Many Kinshasa households are too poor to feed their children. Aid workers say many times only one child is fed on a given day - a desperate solution to the problem of distributing precious food. Other households chose instead to abandon their children, some under pretexts like witchcraft or sorcery.

''My aunt treated me very badly, she would scold me and not feed me. That's why I came here. I feel safe here, with other children like me,'' said Esther Okudi, 14, an orphan who has lived on the street for seven years. Her current home is a wreck of a car near Baruti's.

As evening falls on the Congolese capital, Ilanga and his friends are busy rolling marijuana between their palms. They take swigs of pastis. A group of young street girls appears.

Boys chase the girls playfully, dashing between upright car frames silhouetted against the twilight sky. But their games are hardly innocent. Aid workers say most of the girls, also abandoned children living on the street, are prostitutes.

''They earn a living through prostitution. Some are only 10 years old,'' said Guy Milongo, who works with a local organization to help street children. ''But these children will tell you they are having a good time. There is no one to control them.''

A new generation of children is being born and abandoned by destitute street parents. Without help, these newborns will ...





probably never know the comfort of a home or family, and will spend their childhood shunned by society, sleeping on sidewalks and in garbage dumps.

Hospitals see the malnourished babies of street children every day.

''We receive lots of them. They are usually dirty and malnourished,'' said Annie Ndombasi, 31, a nurse at Clinic Afia in Kinshasa. ''It makes me sad to see children and parents so ill.''

Loriane Oganda, 15, gave birth to a baby in her home, a broken down car. By the time she was brought to Clinic Afia five days later, she needed antibiotics to treat an infection.

She was on a drip, barely able to speak and lying on her hospital bed. Her daughter, Brunette, squealed behind her, in the arms of the father, 19-year-old Biko Lombe, who also lives on the streets.

''I'm proud of my baby,'' Lombe said.

But Ndombasi said teenage fathers like Lombe often disappear.

''It is rare that the fathers help. They usually abandon the babies,'' said the nurse. ''We don't know if the babies survive. The mothers are too poor to afford hospital care.''

Those working to help Congo's street children say it can take years to return a child to his or her home. Parents who washed their hands of their children are rarely happy to see them at their doorstep again. And the children are hardly eager to return to families that abused or rejected them.

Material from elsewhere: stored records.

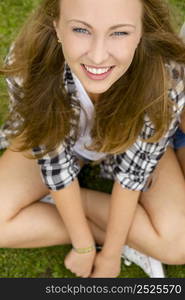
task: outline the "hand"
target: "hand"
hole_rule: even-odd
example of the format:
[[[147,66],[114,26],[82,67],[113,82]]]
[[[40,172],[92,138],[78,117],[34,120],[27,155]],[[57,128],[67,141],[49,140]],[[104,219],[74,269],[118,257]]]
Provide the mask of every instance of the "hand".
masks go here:
[[[96,255],[96,250],[79,254],[71,249],[64,260],[66,269],[69,269],[78,277],[89,277],[92,272],[92,267]]]
[[[95,257],[94,270],[91,278],[114,278],[119,276],[121,268],[121,256],[105,256],[102,251]]]

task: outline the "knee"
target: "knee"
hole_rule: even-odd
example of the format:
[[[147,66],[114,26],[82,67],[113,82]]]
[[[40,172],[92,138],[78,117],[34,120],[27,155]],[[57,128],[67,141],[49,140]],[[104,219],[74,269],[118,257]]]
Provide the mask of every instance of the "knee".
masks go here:
[[[161,261],[169,265],[185,264],[185,212],[171,216],[159,226]],[[160,258],[159,258],[160,259]]]
[[[0,205],[0,227],[11,221],[21,210],[20,205],[16,205],[16,199],[3,199],[3,205]]]
[[[185,264],[185,238],[174,239],[166,242],[163,262],[168,265],[183,265]]]
[[[6,200],[4,201],[6,203]],[[0,248],[11,247],[11,239],[15,232],[12,221],[19,212],[20,209],[16,209],[13,205],[0,206]]]

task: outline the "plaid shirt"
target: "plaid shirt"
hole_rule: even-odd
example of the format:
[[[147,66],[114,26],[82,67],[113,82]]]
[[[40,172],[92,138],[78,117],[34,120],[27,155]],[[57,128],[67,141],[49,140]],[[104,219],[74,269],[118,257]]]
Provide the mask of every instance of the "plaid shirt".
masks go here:
[[[162,157],[174,135],[180,120],[180,113],[185,104],[185,66],[174,62],[166,64],[171,77],[169,97],[176,103],[174,105],[175,117],[172,120],[168,132],[155,143],[148,143],[141,138],[149,138],[154,132],[154,126],[145,115],[144,125],[135,143],[124,153],[107,155],[100,163],[100,176],[117,180],[123,188],[135,191],[145,191],[149,185],[151,174],[159,159]],[[13,91],[20,84],[16,78],[7,80],[10,97],[13,101]],[[80,116],[79,100],[75,97],[76,86],[71,71],[67,64],[64,69],[65,88],[73,98],[73,109]],[[73,128],[78,126],[78,121],[73,120]],[[73,151],[74,129],[71,130],[66,140],[61,143],[55,152],[44,155],[38,159],[41,176],[46,186],[51,190],[60,190],[70,184],[80,172],[78,157]],[[6,132],[1,130],[1,140],[6,145]],[[32,149],[33,154],[42,153],[43,146]]]

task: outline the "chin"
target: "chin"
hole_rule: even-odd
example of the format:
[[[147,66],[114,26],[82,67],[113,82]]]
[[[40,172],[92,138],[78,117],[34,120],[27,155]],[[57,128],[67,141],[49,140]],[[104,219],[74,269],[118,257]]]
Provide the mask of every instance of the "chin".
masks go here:
[[[104,88],[102,87],[102,88],[94,88],[94,89],[92,89],[92,86],[91,86],[91,88],[89,88],[89,89],[87,87],[86,90],[92,94],[102,94],[102,93],[105,93],[112,86],[112,84],[109,84],[108,86],[106,86]]]
[[[107,91],[108,89],[106,89],[106,90],[93,90],[93,91],[89,91],[88,90],[88,93],[89,94],[92,94],[92,95],[101,95],[101,94],[103,94],[103,93],[105,93],[106,91]]]

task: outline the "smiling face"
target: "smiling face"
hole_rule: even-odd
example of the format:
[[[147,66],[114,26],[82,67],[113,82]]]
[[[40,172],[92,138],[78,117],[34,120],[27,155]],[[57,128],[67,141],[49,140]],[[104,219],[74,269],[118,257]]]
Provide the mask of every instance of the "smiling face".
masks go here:
[[[140,0],[60,0],[54,21],[64,58],[89,95],[129,68],[142,34]]]

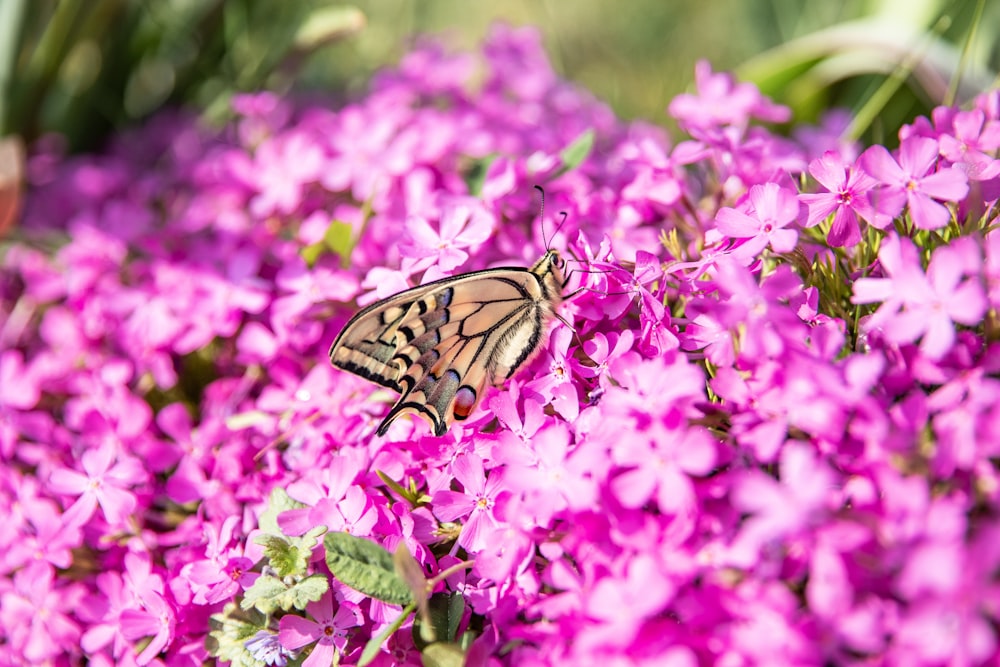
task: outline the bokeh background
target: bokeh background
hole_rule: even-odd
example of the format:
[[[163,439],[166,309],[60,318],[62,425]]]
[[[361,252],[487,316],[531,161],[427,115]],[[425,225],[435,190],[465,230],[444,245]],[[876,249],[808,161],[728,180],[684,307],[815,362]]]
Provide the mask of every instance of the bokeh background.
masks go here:
[[[538,26],[560,74],[668,127],[700,58],[799,121],[868,104],[858,134],[890,144],[1000,62],[995,0],[0,0],[0,135],[92,150],[164,105],[221,122],[237,91],[349,97],[418,35],[473,48],[498,20]]]

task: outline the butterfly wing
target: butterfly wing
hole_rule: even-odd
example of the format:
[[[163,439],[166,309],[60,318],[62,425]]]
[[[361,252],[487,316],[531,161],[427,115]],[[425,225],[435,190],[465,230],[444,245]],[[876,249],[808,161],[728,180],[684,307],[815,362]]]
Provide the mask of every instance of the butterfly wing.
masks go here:
[[[537,351],[560,296],[561,260],[477,271],[401,292],[355,315],[330,349],[342,368],[401,396],[379,425],[408,412],[435,435],[469,416]]]

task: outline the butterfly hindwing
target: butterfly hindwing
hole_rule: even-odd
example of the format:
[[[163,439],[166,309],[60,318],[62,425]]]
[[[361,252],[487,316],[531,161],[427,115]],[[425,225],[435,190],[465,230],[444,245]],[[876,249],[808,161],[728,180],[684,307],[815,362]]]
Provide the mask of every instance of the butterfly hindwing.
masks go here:
[[[330,359],[401,394],[379,435],[407,412],[443,435],[487,385],[502,384],[537,351],[561,296],[561,267],[550,251],[531,269],[477,271],[401,292],[355,315]]]

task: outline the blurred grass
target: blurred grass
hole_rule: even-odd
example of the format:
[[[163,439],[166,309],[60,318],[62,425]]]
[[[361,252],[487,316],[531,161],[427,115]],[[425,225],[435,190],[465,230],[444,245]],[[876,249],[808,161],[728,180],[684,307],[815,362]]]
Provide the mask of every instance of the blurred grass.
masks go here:
[[[861,128],[874,140],[995,85],[1000,63],[987,0],[0,0],[0,135],[57,131],[92,149],[167,104],[219,118],[236,91],[360,94],[415,35],[471,49],[497,20],[538,26],[563,76],[661,124],[700,58],[799,121],[858,110],[895,74]]]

''It is painstaking work. Every child is different, every child must be treated with care,'' said Jean-Pierre Godding, who helps reintegrate street children with their families.

Godding operates a center in Kinshasa that feeds street children and sends them to school, while hunting down the family of each child and negotiating conditions for them to go home.

Dr. Almouner Talibo with Doctors of the World, an organization that provides health care to street kids, said there is only enough money ''to touch the surface of the problem.''

''Every day, there are more children on the street. It will take a much bigger effort, and more funding, to help them all,'' Talibo said.